Environment: Hive, Spark, Sqoop, Oozie, Java, Python, Scala, Impala, Shell scripting, HBase
Confidential
System Analyst
Responsibilities:
- Involved through design, development and test phases of the project.
- Provided product support for the application.
- Responsible for Unit and Integration Testing.
- Performed Design reviews, code reviews, Test Plan and Test Case Reviews for development and QA team.
- Worked on Oracle Identity Manager and designed complex queries for the data analysis.
Environment: SoapUI, Oracle, OIM, Java, Spring, LDAP
Confidential
Big Data Engineer
Responsibilities:
- Worked as a HIVE team member and involved in design of the High Availability for the Hive Server. Hive Server is the Single Point of Failure and is a Data Warehouse solution for querying and analysis on large sets of Big Data. Involved in the design review of the High Availability (HA) feature on Hive.
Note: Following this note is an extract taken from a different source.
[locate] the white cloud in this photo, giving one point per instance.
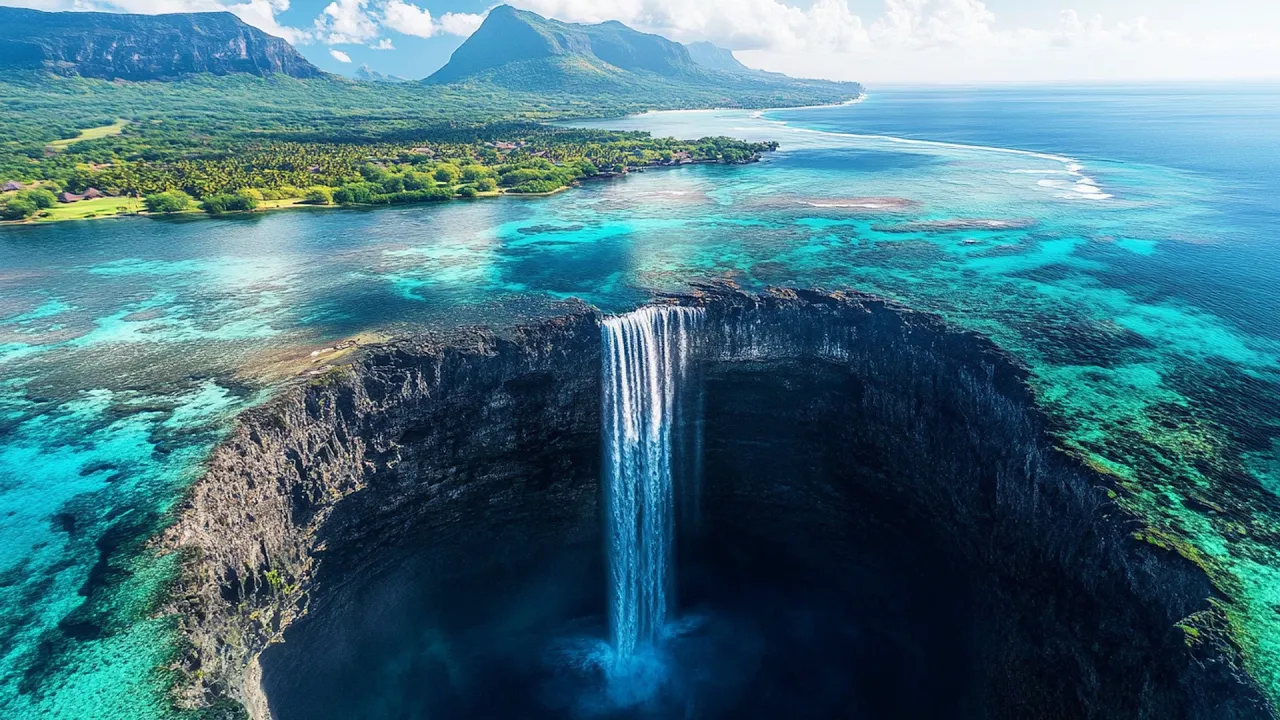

- Worked as a HBASE team member. HBASE is the column-oriented database that is built over HDFS. Worked together with Apache HBase committers and mentored team members
- Involved in Requirement Analysis, design and execution, automation of unit testcases for HDFS, Hive, MapReduce and HBase in Junit.
- Creation of the test cases, automation and execution of test cases on CI
- Integrate Jcarder tool and code coverage tool Emma to CI
- Good at Hadoop cluster setup, monitoring, administration.
- Resolved all the customer queries related to installation, configuration, administration, etc.
- Experience on Non-functional testing tools like Heap Dump Analyzers, Thread Dump Analyzers, GC log Analyzers, Profilers
- Design and develop automation frameworks and automation suites using Java, Junit and Ant.
- Worked on improving the Performance for many Huawei Hadoop versions.
- Good knowledge on Linux commands and scripting.
- Contributed the patches in Apache open source for HBase component for major bugs
- Participated in product functional reviews, test specifications, document reviews.
- Executing the MapReduce jobs and building data lakes
- Worked on the Zookeeper, Bookkeeper and data analytics
Environment: Hive, Hadoop, HBase, Zookeeper, Bookkeeper, MapReduce.